China’s New TV Ban: No Web Game or Novel Adaptation, No Remakes of Foreign Shows [UPDATED]
C. Custer | On August 3, 2012 at 11:00 pm
UPDATE 8/14: SARFT officials now deny this story and say these reports were just a baseless rumor.
Our friends at SARFT, China’s film and TV censorship board, are at it again. Having banned internet celebrities from television earlier this year (along with a bunch of other stuff), has now moved on to banning web games and novels from the tube. In a list of six new regulations for Chinese television, SARFT announced recently that adaptations of web novels and web games would no longer be allowed on television.
The new restrictions may hit Hunan’s popular TV station, Hunan Satellite, the hardest as it is currently broadcasting a show that has been adapted from a popular web game. It’s not clear whether or not that show — Xuanyuan Sword — will be canceled as a result of the regulations; when a Beijing News reporter asked a SARFT representative about the show’s fate, SARFT replied with the rather cryptic: “There is a process for everything; the same is true for management [of television].”
Web gaming is obviously quite popular in China, but readers may not be aware that internet novels — often serialized with chapters coming out at regular intervals — attract huge readerships in China. The biggest internet novelists may have readerships as large as, or even larger than, their offline counterparts.

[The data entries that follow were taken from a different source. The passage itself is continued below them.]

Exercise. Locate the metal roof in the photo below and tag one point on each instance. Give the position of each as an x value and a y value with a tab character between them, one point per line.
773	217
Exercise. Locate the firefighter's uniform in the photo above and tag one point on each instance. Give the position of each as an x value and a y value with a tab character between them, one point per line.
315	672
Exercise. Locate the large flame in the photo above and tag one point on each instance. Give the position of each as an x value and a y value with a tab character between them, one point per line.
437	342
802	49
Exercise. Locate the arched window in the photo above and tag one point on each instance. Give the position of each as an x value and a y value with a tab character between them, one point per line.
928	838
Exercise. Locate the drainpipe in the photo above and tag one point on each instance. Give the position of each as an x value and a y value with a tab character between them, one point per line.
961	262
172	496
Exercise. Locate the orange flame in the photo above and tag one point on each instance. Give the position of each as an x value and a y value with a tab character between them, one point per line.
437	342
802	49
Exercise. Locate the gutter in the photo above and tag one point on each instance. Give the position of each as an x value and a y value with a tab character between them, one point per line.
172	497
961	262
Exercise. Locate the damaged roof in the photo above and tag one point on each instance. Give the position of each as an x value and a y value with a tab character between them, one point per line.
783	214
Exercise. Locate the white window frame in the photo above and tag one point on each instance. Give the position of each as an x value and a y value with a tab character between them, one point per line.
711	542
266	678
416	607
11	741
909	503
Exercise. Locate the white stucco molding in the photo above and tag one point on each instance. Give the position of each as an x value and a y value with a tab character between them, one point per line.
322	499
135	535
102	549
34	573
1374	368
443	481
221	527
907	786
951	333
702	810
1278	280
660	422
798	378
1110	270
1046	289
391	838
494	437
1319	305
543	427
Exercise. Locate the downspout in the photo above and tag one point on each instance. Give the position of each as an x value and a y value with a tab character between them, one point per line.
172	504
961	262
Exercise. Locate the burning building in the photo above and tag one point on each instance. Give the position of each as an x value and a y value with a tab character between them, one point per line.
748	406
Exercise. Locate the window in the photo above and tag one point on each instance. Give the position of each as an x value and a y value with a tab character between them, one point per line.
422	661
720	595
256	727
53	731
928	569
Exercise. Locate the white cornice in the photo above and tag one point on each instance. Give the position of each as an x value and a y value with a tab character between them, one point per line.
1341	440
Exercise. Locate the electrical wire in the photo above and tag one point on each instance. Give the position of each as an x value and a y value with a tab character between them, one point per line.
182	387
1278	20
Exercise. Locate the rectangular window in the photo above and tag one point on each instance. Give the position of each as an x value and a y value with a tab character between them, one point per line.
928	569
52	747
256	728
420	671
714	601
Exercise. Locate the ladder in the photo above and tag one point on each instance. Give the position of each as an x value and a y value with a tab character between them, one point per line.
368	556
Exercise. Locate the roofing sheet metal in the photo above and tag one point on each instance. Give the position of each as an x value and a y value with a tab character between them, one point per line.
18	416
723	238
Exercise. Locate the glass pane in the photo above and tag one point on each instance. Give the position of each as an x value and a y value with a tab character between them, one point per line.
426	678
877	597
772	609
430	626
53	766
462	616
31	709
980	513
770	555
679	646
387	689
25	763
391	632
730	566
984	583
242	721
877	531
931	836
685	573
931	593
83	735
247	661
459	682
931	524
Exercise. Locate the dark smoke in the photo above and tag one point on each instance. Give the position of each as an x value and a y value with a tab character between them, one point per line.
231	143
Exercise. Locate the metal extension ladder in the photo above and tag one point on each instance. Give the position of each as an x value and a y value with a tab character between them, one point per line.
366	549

Other new restrictions to Chinese TV that SARFT announced along with its ban on web game adaptations and web novel shows:
- No remakes of foreign TV shows
- Dramas about the revolution (i.e. the Chinese Civil War) must make it very clear who the good guys and villains are. (In other words, make it very clear that the Nationalists are bad and the Communists are good).
- Business dramas must be careful about the values they’re promoting
- Historical costume dramas can’t stretch the history for comedic purposes
- No “limitless” magnification of conflicts within families (whatever that means)
Chinese TV is so much fun these days; I can’t imagine why viewers are moving to streaming online video in droves. Give SARFT another few years and the only things permitted on TV will be the CCTV Evening News and footage of ethnic minorities dancing and singing happy songs about the Communist Party.